Mija 35 lat od największej katastrofy w historii polskiego lotnictwa
35 lat temu, 9 maja 1987 roku, w Lesie Kabackim pod Warszawą rozbił się samolot Ił-62 M "Tadeusz Kościuszko". Na pokładzie maszyny znajdowały się 183 osoby. Wszyscy zginęli - 172 pasażerów i 11 członków załogi. Pod względem liczby ofiar była to największa katastrofa w historii polskiego lotnictwa.
Palący się samolot, który stracił dwa silniki, spadł po ponad godzinie od startu, pięć kilometrów od lotniska. Dowodzący załogą kapitan Zygmunt Pawlaczyk i drugi pilot major Leopold Karcher do końca wykazali się opanowaniem i najwyższym profesjonalizmem.
Półgodzinna walka załogi o uratowanie samolotu zakończyła się porażką. Ostatnie słowa kapitana Pawlaczyka, które słyszeli kontrolerzy lotów na Okęciu o godzinie 11:12, brzmiały:
"Dobranoc, do widzenia. Cześć, giniemy". Nagranie zarejestrowały "czarne skrzynki":
Samolot rozbił się na skraju Lasu Kabackiego. Wpadając między drzewa z prędkością 470 kilometrów na godzinę, rozpadł się na kawałki.
Do awarii samolotu doszło w 23 minucie lotu, na wysokości 8200 metrów. Wybuch jednego z silników spowodował zniszczenie sąsiedniego i pożar na pokładzie. Kapitan Pawlaczyk postanowił zawrócić na lotnisko Okęcie. Świadkowie zdarzenia mówili, że już w trakcie tego manewru samolot zaczął spadać.
Wady konstrukcyjne samolotuDo zbadania przyczyn katastrofy powołano specjalną komisję rządową, która w raporcie opublikowanym w lipcu 1987 roku stwierdziła, że powodem awarii samolotu było tak zwane zmęczeniowe zniszczenie materiałów. Dopiero po latach do opinii publicznej dotarły szczegóły ekspertyzy, z których wynikało, że do katastrofy doszło z winy radzieckiego producenta - łożysko jednego z silników miało poważne błędy konstrukcyjne.

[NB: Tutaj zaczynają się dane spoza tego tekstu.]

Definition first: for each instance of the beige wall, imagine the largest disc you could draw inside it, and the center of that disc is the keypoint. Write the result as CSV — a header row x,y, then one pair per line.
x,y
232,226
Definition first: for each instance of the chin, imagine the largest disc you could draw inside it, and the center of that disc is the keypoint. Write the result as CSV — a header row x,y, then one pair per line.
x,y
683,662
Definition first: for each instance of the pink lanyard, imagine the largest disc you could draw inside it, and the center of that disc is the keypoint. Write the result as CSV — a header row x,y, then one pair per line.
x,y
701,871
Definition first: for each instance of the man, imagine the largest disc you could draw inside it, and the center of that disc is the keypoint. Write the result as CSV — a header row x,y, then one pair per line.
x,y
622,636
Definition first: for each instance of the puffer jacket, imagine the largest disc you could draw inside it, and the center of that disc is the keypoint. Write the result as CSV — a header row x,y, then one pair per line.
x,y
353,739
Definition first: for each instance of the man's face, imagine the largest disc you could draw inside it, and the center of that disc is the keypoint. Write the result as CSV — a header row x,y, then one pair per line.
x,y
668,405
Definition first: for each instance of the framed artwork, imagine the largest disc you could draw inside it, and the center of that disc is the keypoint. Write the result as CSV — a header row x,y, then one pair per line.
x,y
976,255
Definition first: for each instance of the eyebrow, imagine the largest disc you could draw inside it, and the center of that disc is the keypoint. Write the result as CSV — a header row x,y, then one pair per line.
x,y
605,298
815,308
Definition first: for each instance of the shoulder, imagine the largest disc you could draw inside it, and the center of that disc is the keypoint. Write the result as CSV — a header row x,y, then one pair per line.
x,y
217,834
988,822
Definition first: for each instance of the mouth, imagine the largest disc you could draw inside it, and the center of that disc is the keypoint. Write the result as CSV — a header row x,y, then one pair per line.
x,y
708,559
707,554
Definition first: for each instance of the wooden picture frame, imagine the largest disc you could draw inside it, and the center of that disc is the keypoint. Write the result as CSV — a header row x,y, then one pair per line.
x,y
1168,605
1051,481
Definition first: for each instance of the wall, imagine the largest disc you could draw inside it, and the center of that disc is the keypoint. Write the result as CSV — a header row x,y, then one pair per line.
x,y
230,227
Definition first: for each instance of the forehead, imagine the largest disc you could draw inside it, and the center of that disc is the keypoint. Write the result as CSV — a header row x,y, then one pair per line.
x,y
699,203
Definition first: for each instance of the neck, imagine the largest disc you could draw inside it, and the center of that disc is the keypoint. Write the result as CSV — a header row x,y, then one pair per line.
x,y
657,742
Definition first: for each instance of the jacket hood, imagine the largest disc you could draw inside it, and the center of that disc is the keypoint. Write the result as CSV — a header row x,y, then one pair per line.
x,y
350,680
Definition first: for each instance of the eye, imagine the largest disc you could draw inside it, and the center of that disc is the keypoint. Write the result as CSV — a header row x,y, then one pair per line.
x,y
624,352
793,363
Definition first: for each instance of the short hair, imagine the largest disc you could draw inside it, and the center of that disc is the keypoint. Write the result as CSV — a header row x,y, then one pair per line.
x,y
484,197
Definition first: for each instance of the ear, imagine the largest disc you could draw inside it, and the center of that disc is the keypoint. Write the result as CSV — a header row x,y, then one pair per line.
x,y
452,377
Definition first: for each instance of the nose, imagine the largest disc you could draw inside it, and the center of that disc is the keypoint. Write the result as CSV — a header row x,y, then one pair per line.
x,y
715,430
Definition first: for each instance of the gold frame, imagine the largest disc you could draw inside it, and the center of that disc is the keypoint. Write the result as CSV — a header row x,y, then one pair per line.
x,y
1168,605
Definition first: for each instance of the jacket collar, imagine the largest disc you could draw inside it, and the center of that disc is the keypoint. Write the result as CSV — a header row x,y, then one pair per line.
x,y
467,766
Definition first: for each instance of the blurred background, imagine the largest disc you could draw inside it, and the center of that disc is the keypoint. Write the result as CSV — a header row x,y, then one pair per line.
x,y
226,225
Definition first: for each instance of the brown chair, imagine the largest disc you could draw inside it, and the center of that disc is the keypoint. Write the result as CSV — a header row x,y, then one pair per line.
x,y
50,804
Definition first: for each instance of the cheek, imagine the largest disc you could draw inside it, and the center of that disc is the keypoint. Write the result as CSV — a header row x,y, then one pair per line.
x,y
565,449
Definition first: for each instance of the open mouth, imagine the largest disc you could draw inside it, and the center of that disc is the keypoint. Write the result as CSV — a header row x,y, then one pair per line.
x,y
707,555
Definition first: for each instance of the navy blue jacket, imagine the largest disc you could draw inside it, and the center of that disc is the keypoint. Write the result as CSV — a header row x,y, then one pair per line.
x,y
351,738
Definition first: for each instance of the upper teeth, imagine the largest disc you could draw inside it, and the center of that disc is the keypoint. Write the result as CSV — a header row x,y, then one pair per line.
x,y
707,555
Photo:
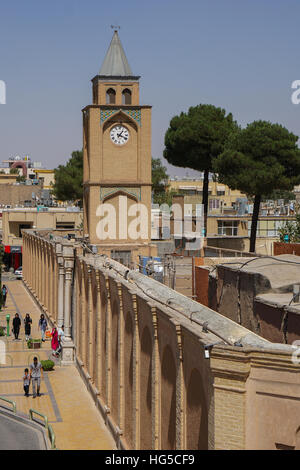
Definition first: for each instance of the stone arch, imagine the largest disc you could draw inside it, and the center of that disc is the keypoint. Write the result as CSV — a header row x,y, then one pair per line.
x,y
168,400
21,165
111,96
120,118
196,414
126,96
128,378
146,390
120,192
115,360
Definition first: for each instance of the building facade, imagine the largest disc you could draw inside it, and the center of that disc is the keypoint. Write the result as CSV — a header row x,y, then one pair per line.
x,y
117,160
164,371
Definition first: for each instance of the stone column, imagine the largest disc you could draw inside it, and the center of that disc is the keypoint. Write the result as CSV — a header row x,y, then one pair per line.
x,y
61,283
98,365
68,347
227,417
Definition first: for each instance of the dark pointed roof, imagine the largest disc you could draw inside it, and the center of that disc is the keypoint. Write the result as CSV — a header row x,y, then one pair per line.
x,y
115,63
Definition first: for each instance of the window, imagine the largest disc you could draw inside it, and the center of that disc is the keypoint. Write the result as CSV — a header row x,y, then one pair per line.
x,y
126,96
65,225
214,204
266,228
110,96
228,227
123,257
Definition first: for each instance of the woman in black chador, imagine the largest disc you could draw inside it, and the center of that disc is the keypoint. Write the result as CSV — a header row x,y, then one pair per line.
x,y
27,323
16,325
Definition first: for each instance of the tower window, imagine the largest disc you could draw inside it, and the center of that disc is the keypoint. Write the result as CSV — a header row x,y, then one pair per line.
x,y
110,96
126,96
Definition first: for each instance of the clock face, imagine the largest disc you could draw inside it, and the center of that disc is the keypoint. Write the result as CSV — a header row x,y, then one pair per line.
x,y
119,135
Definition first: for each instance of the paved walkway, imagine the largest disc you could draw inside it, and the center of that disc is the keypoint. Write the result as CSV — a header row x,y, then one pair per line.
x,y
65,400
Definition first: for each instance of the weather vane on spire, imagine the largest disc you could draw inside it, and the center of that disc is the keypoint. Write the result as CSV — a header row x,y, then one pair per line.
x,y
116,28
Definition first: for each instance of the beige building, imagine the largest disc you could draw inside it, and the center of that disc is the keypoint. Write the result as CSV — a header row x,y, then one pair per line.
x,y
46,177
221,199
7,178
164,371
16,220
117,159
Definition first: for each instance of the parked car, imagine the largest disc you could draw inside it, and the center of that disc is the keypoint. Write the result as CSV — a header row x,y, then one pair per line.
x,y
19,272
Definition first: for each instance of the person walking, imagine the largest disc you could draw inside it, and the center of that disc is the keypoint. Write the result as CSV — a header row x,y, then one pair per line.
x,y
4,294
43,326
36,374
54,341
61,334
27,322
26,382
16,326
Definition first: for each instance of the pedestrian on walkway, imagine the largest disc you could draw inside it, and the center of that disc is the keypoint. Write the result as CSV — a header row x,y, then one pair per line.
x,y
16,325
26,382
43,326
54,341
61,335
4,294
36,374
27,322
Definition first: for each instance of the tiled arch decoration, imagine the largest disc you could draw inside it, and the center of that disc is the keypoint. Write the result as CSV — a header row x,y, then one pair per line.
x,y
109,191
135,114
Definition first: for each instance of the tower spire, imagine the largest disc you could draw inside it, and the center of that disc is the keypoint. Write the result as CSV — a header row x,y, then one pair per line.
x,y
115,63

Eksperci ze Związku Radzieckiego dowodzili natomiast, że polscy piloci popełnili błędy, a uszkodzenia silników powstały w wyniku zderzenia maszyny z ziemią. Wspólny dokument częściowo uwzględniający polskie wnioski został podpisany dopiero po rozmowach na Kremlu, w listopadzie 1987 roku.
Pamięć o ofiarachTragicznie zmarli pasażerowie zostali pochowani we wspólnej mogile na Cmentarzu Komunalnym Północnym w Warszawie, w kwaterze E XVIII. Część ofiar, których zwłoki udało się zidentyfikować, zgodnie z wolą bliskich spoczęła na cmentarzach w rodzinnych miejscowościach.
Katastrofę na Kabatach i załogę lotu numer 5055 upamiętniają dwie ulice znajdujące się na warszawskim Ursynowie. Jedna z nich - ulica Zygmunta Pawlaczyka - odchodzi od ulicy Jana Rosoła, a druga - aleja Załogi Samolotu "Kościuszko" - przecina Las Kabacki. To właśnie tam spadający samolot zniszczył drzewa na obszarze prostokąta o wymiarach 370 na 50 metrów.
W pobliżu miejsca katastrofy ustawiono krzyż oraz kamienny pomnik z wyrytymi nazwiskami ofiar tragicznego lotu. W rocznicę katastrofy przy pomniku odprawiana jest msza święta za zmarłych.